以前、建築をやっている方に聞いた話を思い出しました。
日本の建築技術はとても優れているそうですが、現代においては、各部屋に蛍光灯があるのが当たり前で、エアコンがあるのが当たり前。という事が前提になっている。
本来建築というものは地域の特性、採光、換気、様々な条件に合わせて作っていた。自分は何を作っているのか分からなくなった。
と、仰っておりました。
そして、この本の著者も現場の空洞化を指摘しております。
コンピュータ任せ、極端な画一化により、現場で柔軟に動ける人が少なくなっているそうです。うーん、なんだか今っぽい。

 

また、個人的に興味深かった点は、イギリスのミレニアム・ブリッジについて書かれていたところです。
この橋はイギリスが威信を懸けて作ったものでしたが、開通式当日、両岸から人が橋を渡り始めるてしばらくすると、橋が大きく左右に揺れ始めました。
もちろん解析は行なっていたそうですが、橋は封鎖され原因の究明が始まりました。
そして、毎秒1回の定期的な横揺れに対して弱いことが分かったそうです。
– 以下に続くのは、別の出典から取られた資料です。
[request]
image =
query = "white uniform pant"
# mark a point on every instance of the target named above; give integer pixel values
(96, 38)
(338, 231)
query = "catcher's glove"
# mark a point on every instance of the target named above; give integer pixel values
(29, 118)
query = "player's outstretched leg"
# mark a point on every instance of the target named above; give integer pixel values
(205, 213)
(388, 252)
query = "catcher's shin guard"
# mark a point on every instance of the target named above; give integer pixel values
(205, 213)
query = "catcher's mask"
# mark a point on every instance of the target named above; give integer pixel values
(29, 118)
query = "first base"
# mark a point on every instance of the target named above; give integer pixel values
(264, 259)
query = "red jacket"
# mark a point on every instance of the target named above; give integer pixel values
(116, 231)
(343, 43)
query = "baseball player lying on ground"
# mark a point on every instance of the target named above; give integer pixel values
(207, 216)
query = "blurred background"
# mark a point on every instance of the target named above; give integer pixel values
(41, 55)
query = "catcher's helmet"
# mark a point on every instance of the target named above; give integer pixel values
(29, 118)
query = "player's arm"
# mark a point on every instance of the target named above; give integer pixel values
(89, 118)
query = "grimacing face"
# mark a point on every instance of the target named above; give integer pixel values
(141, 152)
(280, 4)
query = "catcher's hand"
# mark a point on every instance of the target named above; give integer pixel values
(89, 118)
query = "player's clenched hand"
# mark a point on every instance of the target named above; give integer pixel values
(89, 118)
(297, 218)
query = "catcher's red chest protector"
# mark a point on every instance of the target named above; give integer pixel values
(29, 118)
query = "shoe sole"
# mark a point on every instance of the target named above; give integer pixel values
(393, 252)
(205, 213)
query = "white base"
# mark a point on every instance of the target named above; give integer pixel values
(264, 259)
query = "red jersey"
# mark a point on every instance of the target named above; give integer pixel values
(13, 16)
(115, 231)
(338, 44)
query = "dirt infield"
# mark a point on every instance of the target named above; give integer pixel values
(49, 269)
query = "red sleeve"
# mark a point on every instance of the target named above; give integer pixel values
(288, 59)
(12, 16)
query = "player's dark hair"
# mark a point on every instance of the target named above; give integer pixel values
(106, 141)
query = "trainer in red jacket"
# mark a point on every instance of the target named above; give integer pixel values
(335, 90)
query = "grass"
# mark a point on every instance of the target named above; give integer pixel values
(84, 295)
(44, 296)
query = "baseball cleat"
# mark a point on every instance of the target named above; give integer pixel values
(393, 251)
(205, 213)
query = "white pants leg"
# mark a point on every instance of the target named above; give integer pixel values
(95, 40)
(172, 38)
毎秒1回といえば、人の歩みがそれに相当します。
人が歩く時に発生する微量な外向きの力が橋を伝って増幅し、最終的には橋全体を蛇のように大きく揺らせる原因になったそうです。要するに同期現象です。
この本の著者は見るからに強度が足りていないことを指摘されております。流石です。
デザインを重視するあまりに強度を軽視した結果のようです。

 

多矛盾系、いい言葉ですね。とても気に入りました。日本っぽいです。
理屈は分からないけど、それでいい。大したものです。